The artwork positioned on a square pedestal in a high-traffic area of campus depicts Dole in a standing position with his hands close to his waist in a position reflecting a result of devastating injuries sustained in World War II. The new landmark outside Carnegie Hall was revealed to Dole, who was seated on a brisk September morning, and more than 250 people in attendance.
“Washburn is a great university. It really gave me a new life, a new goal, something to work for,” said Dole, who graduated in 1952 with bachelor’s and law degrees. “For my generation, which had won a war overseas but then had to create a better future back home, Washburn gave us that new start through education.”
Dole, 95, spoke to the audience for 10 minutes while reminiscing about his college days, friends, family and, of course, politics. He joked with the crowd, suggesting he didn’t deserve the recognition. He said his vision, hearing and walking skills had eroded, but as an emeritus politician, he stubbornly retained the ability to talk.
He took a serious look back to his years as the Senate’s Republican leader, and concluded the modern Senate had lost interest in collaboration.
“Today, it doesn’t seem to be working. When I was the leader, I had friends on the Democratic side and Republican side and we got things done. We worked together,” he said to applause.
He said he likely traveled back and forth to Kansas more than 1,000 times during 36 years in Congress. At one point during this journey back to Kansas, he choked up and briefly struggled for the right words. The crowd simply applauded through his silence. “Thanks,” he said.
“I’m a proud Kansan,” he said. “I love this state. I love the people in the state, whether they’re Republican, Democratic, independents. You serve the people. You don’t serve only members of your own party. We don’t have all the wisdom in our party and they don’t have all the wisdom in their party, but together we can work out a pretty good compromise.”

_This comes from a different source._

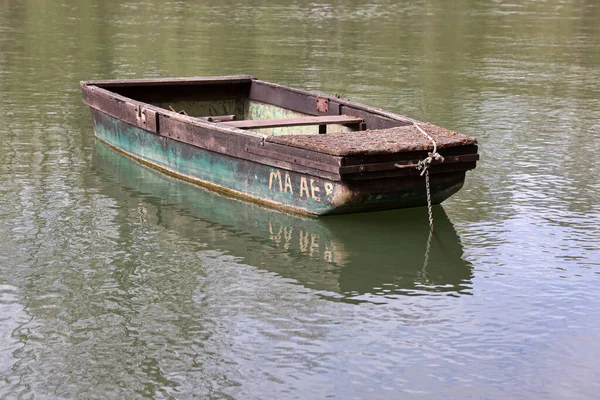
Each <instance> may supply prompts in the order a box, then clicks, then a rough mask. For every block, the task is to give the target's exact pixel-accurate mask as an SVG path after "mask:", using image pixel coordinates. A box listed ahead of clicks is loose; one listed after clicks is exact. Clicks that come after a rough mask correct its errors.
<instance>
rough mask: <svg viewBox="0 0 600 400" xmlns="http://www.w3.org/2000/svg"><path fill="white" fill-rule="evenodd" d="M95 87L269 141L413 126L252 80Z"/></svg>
mask: <svg viewBox="0 0 600 400" xmlns="http://www.w3.org/2000/svg"><path fill="white" fill-rule="evenodd" d="M89 84H91V85H95V86H98V87H101V88H103V89H107V90H109V91H111V92H113V93H116V94H119V95H122V96H124V97H127V98H130V99H133V100H136V101H140V102H143V103H147V104H151V105H154V106H156V107H159V108H163V109H165V110H169V111H171V112H176V113H180V114H184V115H188V116H190V117H194V118H200V119H204V120H207V121H210V122H218V123H222V124H225V125H228V126H231V127H236V128H240V129H246V130H251V131H253V132H257V133H260V134H263V135H267V136H284V135H299V134H302V135H306V134H327V133H343V132H355V131H364V130H367V129H370V130H373V129H386V128H392V127H398V126H404V125H410V124H412V121H411V120H409V119H402V118H401V117H399V116H393V115H390V114H386V113H384V112H382V111H380V110H377V109H371V108H369V107H366V106H362V105H359V104H356V103H352V102H349V101H347V100H344V99H340V98H337V97H332V96H327V95H319V94H315V93H310V92H306V91H302V90H297V89H292V88H288V87H285V86H280V85H276V84H272V83H268V82H264V81H260V80H257V79H254V78H252V77H249V76H241V77H221V78H211V79H196V80H194V79H161V80H151V81H147V80H141V81H105V82H102V81H97V82H89Z"/></svg>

Washburn President Jerry Farley said the privately financed statue honored Dole’s career as a public servant and embodied what dedicated people could accomplish in life. Dole left Washburn to work as a county attorney, in the Kansas Legislature and in the U.S. House and U.S. Senate.
“His career was built on service to others, to the country and to the world,” Farley said.
Farley said many students on campus this year weren’t born until after Dole earned the 1996 presidential nomination, but this generation of students ought to be inspired by Dole’s military service in World War II, legislative work in Topeka and Washington, D.C., and dedication to civil society after leaving politics.
Dedication of the statute was attended by two other former U.S. senators -- Nancy Kassebaum Baker, a Kansan who served with Dole, and Elizabeth Dole, the honoree’s wife and one-time North Carolina senator. The artwork was a gift from John Pinegar and the family of Doug and Kathleen Smith. The artist is John Lajba, of Omaha, Neb.
Steve Morris, former president of the Kansas Senate, said before the ceremony he recalled that when he was a young teenager, Dole visited his Stevens County home several times during a campaign for the U.S. House.
“He’s an icon,” Morris said. “He certainly had a major impact on me when I was growing up. When I first ran for the Kansas Senate, he did radio ads for me.”
Burdett Loomis, a retired University of Kansas political science professor, said Dole proved he was skilled in the art of making bipartisan deals to move legislation through Congress. The ability to reach across the partisan divide stands as Dole’s greatest legacy, Loomis said.
“At the same time, Dole has always been a fierce partisan,” Loomis said. “Those two elements of his political personality coexisted over the course of his career.”